Quell’elemento in comune deve essere la ratio legis. Così, ad es., se una disposizione è
dettata per i «lavoratori dipendenti», ove la sua giustificazione vada rintracciata nella
circostanza che si applica a dei «dipendenti» non potrà invocarsene un’applicazione
analogica a lavoratori «autonomi»; ove, invece, la sua giustificazione vada rintracciata
nella circostanza che essa è stata dettata per dei «lavoratori», quale che sia il tipo di
contratto in forza del quale prestano la loro opera, ecco che si apre lo spazio per
un’applicazione analogica anche ad altri «lavoratori» sebbene autonomi.
Si spiega, dunque, il tradizionale insegnamento secondo cui l’analogia si fonda su
un’identità di ratio, ossia sul riconoscimento di una finalità della norma che ne giustifica
l’operare anche nel caso (simile, ma) non contemplato dalla legge.

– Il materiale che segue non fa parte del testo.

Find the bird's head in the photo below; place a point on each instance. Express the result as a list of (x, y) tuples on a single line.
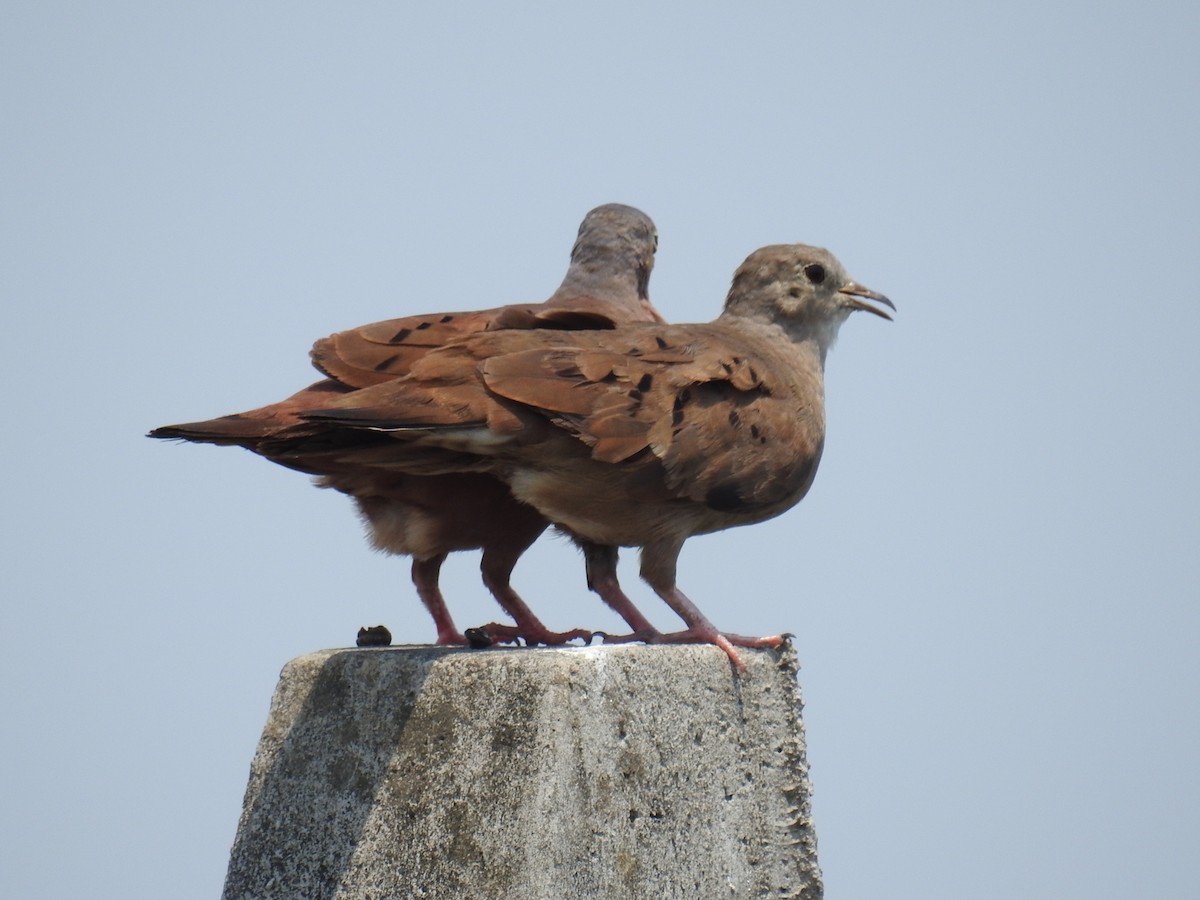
[(803, 289), (615, 238)]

L’art. 12 delle preleggi autorizza non solo il ricorso alla analogia legis, che il ricorso alla
analogia iuris, ossia ai « princìpi generali dell’ordinamento giuridico dello Stato ». In tal
caso il caso viene deciso ricavando una norma (non scritta) non già da specifiche
disposizioni che, pur dettate per differenti casi, vengono applicate a quello in esame,
bensì addirittura dai generali orientamenti del sistema legislativo.
Il ricorso all’analogia è sottoposto a limiti: l’analogia non è consentita né per «le leggi
penali», né per «quelle che fanno eccezione a regole generali o ad altre leggi », come
stabilisce l’art. 14 delle Preleggi.
Il divieto si giustifica, in relazione alle norme penali, per il principio di stretta legalità che
caratterizza le norme incriminatrici: nullum crimen sine praevia lege penali (« nessuno può
essere punito se non in forza di una legge che sia entrata in vigore prima del fatto
compiuto »: art. 25, comma 2, Cost.). Il divieto di applicazione analogica riguarda le sole
norme incriminatrici o, comunque, in malam partem, ossia volte a stabilire un trattamento
deteriore per il reo.
In relazione alle norme che abbiano carattere di eccezione, ossia di deroga, a precetti di
ordine generale (norme eccezionali), il divieto di analogia si giustifica con la necessità
logica di non ampliare le deroghe, privilegiando, di fronte ai casi non regolati, la disciplina
normale e non quella eccezionale.
Il divieto dell’analogia nell’applicazione delle leggi penali ed eccezionali non vale per
l’interpretazione estensiva, con la quale ci si limita ad adeguare la portata letterale della
norma all’effettiva volontà legislativa.
In effetti, tuttavia, la distinzione tra un’interpretazione estensiva di una norma eccezionale
(consentita) e un’applicazione per analogia (vietata) appare quanto mai ardua; così come
non è, in molti casi, agevole la stessa determinazione della natura eccezionale di una
norma, che la rende insuscettibile di interpretazione analogica.